The Cocaine Chronicles

Image of The Cocaine Chronicles (Drug Chronicles)
Release Date: 
November 29, 2011
Publisher/Imprint: 
Akashic Books
Pages: 
287
Reviewed by: 

“The best stories in The Cocaine Chronicles—including those of Mr. West, Mr. Brown, and Ms. Revoyr—are equal to the best fiction being written today.”

A landlord has a cocaine habit. He writes off the rent owed to him by the woman who rents his cottage because she gives him a free line when he asks about the back rent. The woman has three daughters, all of whom she neglects.

Then she gets arrested and the landlord and an uncle of the woman must venture into the cottage to look in on the girls. The cottage is a disgusting mess, and the crib and playpen of the two younger daughters are jerry-rigged prisons secured by padlocks. The children are taken away from the mother who, dependent on the child subsidy in her welfare check, quickly gets herself pregnant again.

Kerry West’s “Shame,” summarized above, is one of the poignant stories in the new anthology, The Cocaine Chronicles, edited by Gary Phillips and Jervey Tervalon. This is one more in Akashic Books’ anthology series dedicated to exploring drugs and drug addicts.

The editors discuss their enthusiasm for the anthology this way: “If you lived through the ’80s anywhere near an urban core, you’d have to be stone-cold stupid not to notice them [crack and coke addicts]. And you’d have to be dull-witted not to know that these drug zombies were fictionally interesting and shouldn’t be consigned to the lower rungs of pulp fiction or ghetto literature.”

Nearly two thirds of the stories of The Cocaine Chronicles are stark, sad character studies. James Brown’s “The Screenwriter,” for example, is a touching portrait of a mid-level Hollywood writer whose worsening addiction has imperiled his career and family. A friend takes him to a high-end rehab center where readers gradually learn that the man nearly killed his family when he plowed his pick-up truck into his home. Brown leaves us optimistic that the man can kick his habit and return to work, but also understanding that the man will never reconcile with his family.

Another example is the powerful “Golden Pacific” by Nina Revoyr, about the dissolution of a single parent family after the death of their youngest daughter. The mother and older daughter move to Los Angeles to start fresh, but the mother falls into crack cocaine addiction and prostitution. She abandons her 13-year-old daughter, who becomes a child prostitute for her mother’s dealer.
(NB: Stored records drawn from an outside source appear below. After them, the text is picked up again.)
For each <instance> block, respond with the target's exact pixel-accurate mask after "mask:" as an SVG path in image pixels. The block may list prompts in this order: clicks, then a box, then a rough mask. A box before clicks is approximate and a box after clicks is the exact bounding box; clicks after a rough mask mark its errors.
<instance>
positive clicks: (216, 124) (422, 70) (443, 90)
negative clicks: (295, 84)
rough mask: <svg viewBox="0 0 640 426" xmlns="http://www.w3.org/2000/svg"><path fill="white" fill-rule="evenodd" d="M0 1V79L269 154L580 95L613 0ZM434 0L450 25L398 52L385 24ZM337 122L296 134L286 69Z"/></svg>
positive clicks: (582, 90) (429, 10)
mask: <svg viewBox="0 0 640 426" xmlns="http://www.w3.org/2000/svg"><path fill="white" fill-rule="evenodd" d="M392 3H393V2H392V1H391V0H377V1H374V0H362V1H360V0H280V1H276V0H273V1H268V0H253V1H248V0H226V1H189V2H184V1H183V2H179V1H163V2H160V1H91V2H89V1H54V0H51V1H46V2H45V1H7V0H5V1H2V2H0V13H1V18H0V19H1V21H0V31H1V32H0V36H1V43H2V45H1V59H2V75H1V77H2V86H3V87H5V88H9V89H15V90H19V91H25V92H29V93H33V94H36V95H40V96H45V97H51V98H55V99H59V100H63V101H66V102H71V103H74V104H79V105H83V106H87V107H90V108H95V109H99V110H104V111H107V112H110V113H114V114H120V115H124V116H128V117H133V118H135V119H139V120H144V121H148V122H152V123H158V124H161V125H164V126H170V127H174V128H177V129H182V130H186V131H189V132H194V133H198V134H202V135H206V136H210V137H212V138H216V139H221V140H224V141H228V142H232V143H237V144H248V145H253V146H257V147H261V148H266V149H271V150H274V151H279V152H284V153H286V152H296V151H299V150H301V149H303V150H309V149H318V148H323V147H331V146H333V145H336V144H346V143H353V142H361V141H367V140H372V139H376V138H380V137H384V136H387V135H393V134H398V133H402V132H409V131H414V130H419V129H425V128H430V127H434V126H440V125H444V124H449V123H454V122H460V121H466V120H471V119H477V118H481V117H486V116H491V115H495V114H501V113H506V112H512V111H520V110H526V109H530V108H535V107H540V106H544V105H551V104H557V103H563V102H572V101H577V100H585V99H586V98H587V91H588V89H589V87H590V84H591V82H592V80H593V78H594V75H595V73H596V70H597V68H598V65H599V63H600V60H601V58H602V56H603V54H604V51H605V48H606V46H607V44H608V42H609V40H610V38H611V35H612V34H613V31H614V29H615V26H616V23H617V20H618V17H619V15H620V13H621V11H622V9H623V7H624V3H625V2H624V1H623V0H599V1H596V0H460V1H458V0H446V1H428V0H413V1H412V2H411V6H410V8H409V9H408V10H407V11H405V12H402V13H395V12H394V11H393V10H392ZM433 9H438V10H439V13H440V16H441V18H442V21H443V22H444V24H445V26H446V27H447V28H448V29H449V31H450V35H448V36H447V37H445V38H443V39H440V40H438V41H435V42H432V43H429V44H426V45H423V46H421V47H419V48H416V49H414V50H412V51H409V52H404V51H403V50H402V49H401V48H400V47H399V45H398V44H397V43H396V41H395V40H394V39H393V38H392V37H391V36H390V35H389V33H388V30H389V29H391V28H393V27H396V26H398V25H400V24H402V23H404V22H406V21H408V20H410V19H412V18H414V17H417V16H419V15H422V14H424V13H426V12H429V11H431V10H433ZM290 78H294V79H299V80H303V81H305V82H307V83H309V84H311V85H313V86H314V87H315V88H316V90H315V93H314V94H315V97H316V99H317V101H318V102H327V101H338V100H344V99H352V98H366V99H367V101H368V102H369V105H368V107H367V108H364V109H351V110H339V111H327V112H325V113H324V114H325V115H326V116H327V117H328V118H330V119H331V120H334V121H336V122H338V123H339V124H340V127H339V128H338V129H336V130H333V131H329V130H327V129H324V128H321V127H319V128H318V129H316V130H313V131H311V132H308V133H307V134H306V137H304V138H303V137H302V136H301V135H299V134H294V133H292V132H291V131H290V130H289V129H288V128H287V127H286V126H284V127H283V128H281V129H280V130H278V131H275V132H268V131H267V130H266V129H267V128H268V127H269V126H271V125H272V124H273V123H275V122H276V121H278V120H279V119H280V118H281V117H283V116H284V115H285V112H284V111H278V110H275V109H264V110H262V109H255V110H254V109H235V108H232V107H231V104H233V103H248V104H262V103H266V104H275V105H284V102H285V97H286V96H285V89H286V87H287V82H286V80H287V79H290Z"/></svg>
While the anthology divides its 18 stories into four sections: Touched by Death, Fiending, The Corruption, and Gangsters & Monsters, the dividing lines between these sections are less significant than the continuum of stories themselves.

The stories range from the dark and powerful character sketches noted above into clever crime stories in which cocaine is merely a prop for advancing a grisly plot line. Laura Lipman’s “The Crack Cocaine Diet” and Robert Ward’s “Chemistry,” for example, are mostly about the adventures of vanity-driven main characters who happen to use the cocaine. While both stories are well written, they may be better suited for one of Akashic’s well-known crime-story anthologies.

Two stories appear even further out of step with the majority of the anthology. Bill Moody’s “Camaro Blue” is about a jazz musician who begins falling in love with an old female acquaintance after his car is stolen by a coke addict—the brother of his budding love interest. It is a beautiful quasi-love story, but the cocaine linkage is incidental to the story.

And editor Phillips’s own “Disco Zombies” is mostly violent scrum—interspersed with discussion about cocaine and the re-uniting of old lovers. The story ends in a deadly battle against undead coke addicts. It is hard to reconcile this Night of the Living Dead-inspired story with the sophisticated character studies elsewhere in the anthology.

In contrast to Akashic’s tightly organized and somber companion anthology, The Speed Chronicles [also reviewed in nyjb], Mr. Phillips and Mr. Tervalon bring forward a chaotic collection in The Cocaine Chronicles—which does not make it “worse” than The Speed Chronicles, but it does make The Cocaine Chronicles less literary.

The best stories in The Cocaine Chronicles—including those of Mr. West, Mr. Brown, and Ms. Revoyr—are equal to the best fiction being written today. On the other end of the continuum are a handful of fun but less serious stories. The whole of The Cocaine Chronicles is less than the sum of its parts, but there are still plenty of diamonds interspersed among the rough stones.